No one likes to hear “I told you so,” but those words are ringing out across data analytics circles these days. Business leaders who thought Big Data was going to be easy are feeling the splash of cold water on their faces. But, even though Big Data is hard, doesn’t mean it’s going away. Data pioneers are pushing forward with new approaches that are showing tremendous promise.
Most businesses struggle with Big Data because it’s counter to classic data architecture models. Companies are accustomed to spending a tremendous amount of time, money and effort trying to organize disparate data from dispersed systems and synthesizing it into a simple, singular database so everyday employees can make use of it. Data standardization is engrained in the culture.
I can remember the days when businesses invested thousands of dollars trying to define one data point, not even knowing if it would serve any useful purpose, such as predicting buying patterns. Executives engaged in endless discussions about the various ways that different audiences could interpret a single nugget of information.
In today’s world, the acceleration of data volumes, velocity, variety and veracity are overwhelming traditional data management architectures. Data warehousing still has its place, but creating robust interfaces to systems and data sources is too slow and too expensive to supply data to an innovation process with an unknown value. Information driven decision making requires a more agile and innovation-driven approach.

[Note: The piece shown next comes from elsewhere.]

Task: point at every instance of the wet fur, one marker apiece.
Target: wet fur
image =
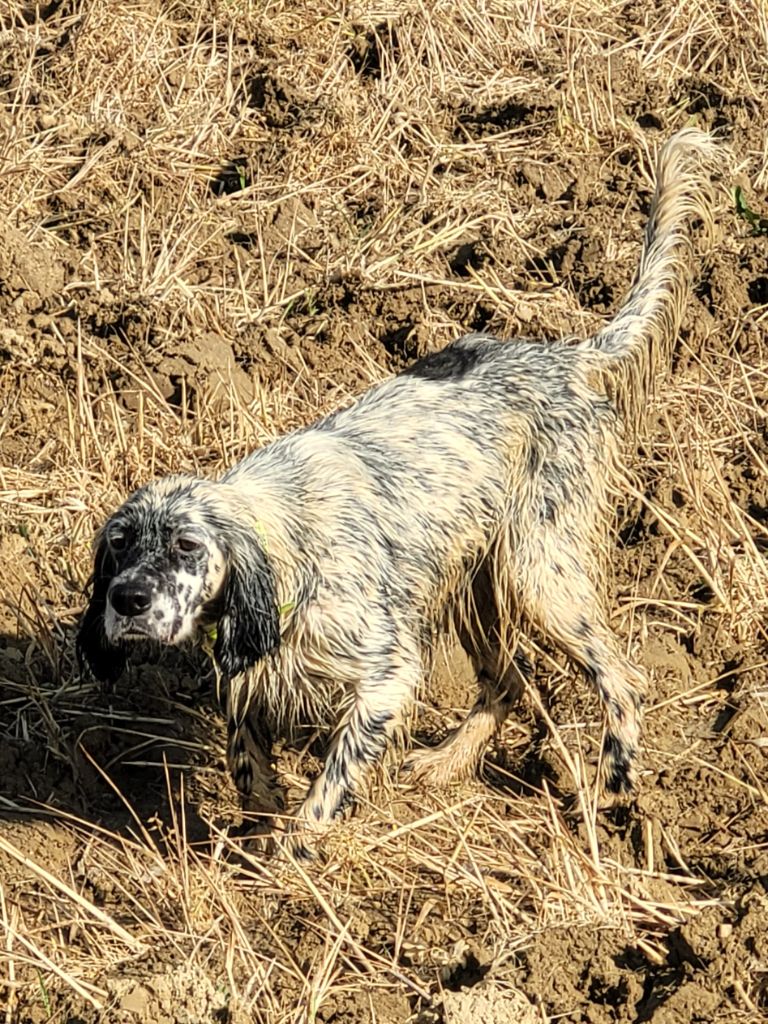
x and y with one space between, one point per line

A new trend in Big Data is emerging called data lakes. Forward-thinking enterprises across industries are “dumping” data for analytics into repositories—often Hadoop based—without perfecting the data. By taking this unkempt approach, companies aren’t trying to make the data accessible to a mass audience and they don’t always know what they’ll find. Now that data storage and technology is cheap and information is vast, discovery analytics is finally possible. Businesses have the luxury of keeping the information they collect. And, they don’t have to know what they are looking for to pave a path to hidden opportunities.
With data lakes, companies employ data scientists who are capable of making sense of wild data as they trek through it. They can find correlations within the data as they get to know it. As PhDs and other statisticians and business experts traverse the terrain, they leave guideposts for those who follow. Think of them as modern day Lewis and Clarks scouting what’s up ahead to gather information for the rest of the colony to build the town and lay down track for the railroad.

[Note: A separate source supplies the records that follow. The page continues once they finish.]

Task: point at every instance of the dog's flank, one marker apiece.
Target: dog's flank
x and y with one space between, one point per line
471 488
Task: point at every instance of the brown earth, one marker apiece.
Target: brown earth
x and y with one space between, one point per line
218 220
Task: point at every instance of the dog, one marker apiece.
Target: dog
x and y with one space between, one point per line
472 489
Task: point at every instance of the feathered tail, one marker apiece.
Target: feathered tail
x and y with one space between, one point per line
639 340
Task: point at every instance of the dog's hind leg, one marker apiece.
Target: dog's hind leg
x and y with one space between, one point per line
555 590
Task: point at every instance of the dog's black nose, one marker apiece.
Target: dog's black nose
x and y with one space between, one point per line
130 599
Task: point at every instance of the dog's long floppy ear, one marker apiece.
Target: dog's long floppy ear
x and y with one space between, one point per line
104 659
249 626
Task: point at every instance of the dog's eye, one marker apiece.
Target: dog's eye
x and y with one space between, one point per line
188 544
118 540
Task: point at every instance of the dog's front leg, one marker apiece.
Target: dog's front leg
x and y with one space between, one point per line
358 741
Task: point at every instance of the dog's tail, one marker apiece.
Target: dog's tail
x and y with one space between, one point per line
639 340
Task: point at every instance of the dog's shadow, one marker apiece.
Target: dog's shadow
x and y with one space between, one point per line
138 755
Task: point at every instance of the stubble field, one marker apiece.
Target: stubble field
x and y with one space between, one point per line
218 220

Challenges and Opportunities of Data Lakes
Data lakes is such a fundamentally different way of attacking the data dilemma that enterprises are struggling to adapt their processes and culture. Following are a few challenges that businesses need to overcome:
• Political Power Struggles: Even though Hadoop makes it easy, business owners can be resistant to sharing data for political reasons. Data is power.

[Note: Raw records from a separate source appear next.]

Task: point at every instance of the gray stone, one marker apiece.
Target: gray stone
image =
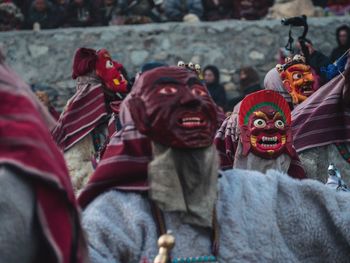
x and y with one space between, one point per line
46 56
138 57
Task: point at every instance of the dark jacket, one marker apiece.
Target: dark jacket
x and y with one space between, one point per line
216 90
341 49
175 10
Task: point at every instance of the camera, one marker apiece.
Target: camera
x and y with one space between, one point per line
295 21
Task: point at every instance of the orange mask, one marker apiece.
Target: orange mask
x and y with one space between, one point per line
298 80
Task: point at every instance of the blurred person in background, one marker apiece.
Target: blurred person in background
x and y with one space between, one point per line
251 9
184 10
216 90
11 17
60 9
217 9
118 12
315 59
343 39
81 13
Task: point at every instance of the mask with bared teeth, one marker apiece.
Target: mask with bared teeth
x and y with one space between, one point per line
264 122
173 107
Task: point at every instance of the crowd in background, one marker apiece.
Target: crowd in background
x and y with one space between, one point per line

• Complexity of Legacy Data: Many legacy systems contain a hodgepodge of software patches, workarounds, and poor design. As a result, the raw data may provide limited value outside its legacy context. The data lake performs optimally when supplied with unadulterated data from source systems, and rich metadata built on top.
• Metadata Lifecycle Management: Data lakes require advanced metadata management methods, including machine assisted scans, characterizations of the data files, and lineage tracking for each transformation. Should schema on read be the rule and predefined schema the exception? It depends on the sources. The former is ideal for working with rapidly changing data structures, while the latter is appropriate for sub-second query response on highly structured data.
• Desolate Data Islands: Business units often discover that lakes are cheap and fast and they build them on their own and then abandon them. By circumventing the centralized IT function, business units can create a chain of desolate data islands instead of a “land of lakes” that can flow into each other.
• The Issue of Integration: The integration required to turn that data into actionable insights is a substantial challenge. While integrating the data takes place at the Hadoop layer, contextualizing the metadata (providing views of selected data, in other words) takes place at schema creation time. A secure “integration fabric” is necessary to link the lakes and centralize data from multiple sources to provide a comprehensive, rich repository of enterprise-wide information for analysis and insight.
• Virtually every industry has the potential to tap the power of data lakes. Implemented with some foresight, a data lake can be a way to gain more visibility into operations and put an end to data fiefdoms. Many companies see data lakes as an opportunity to capture a 360-degree view of their customers, to analyze social media trends and to strengthen compliance.
In the financial services industry, the Dodd-Frank regulation is a catalyst. One institution has begun centralizing multiple data warehouses into a big repository. The institution is moving reconciliation, settlement, and Dodd-Frank reporting to the new platform. In this case, the approach reduces integration overhead because data is communicated and stored in exactly the same format. The system also provides a consistent view of a customer across operational functions, business functions, and products.
Some companies have built Big Data sandboxes for analysis by data scientists. These sandboxes are somewhat similar to data lakes, albeit narrower in scope and purpose. PwC, for example, built a social media data sandbox to help clients monitor their brand health by using its Social Mind application.
Make no mistake about it; Big Data is increasingly the beating heart of a thriving company. The term Big Data might seem tired, but the practice itself is opening up new and exciting areas of analytics that are enabling companies to achieve a level of competitive advantage that was unimaginable only a few years ago. Every day, businesses are making Big Data breakthroughs that are like beacons of light for others still in the dark to follow.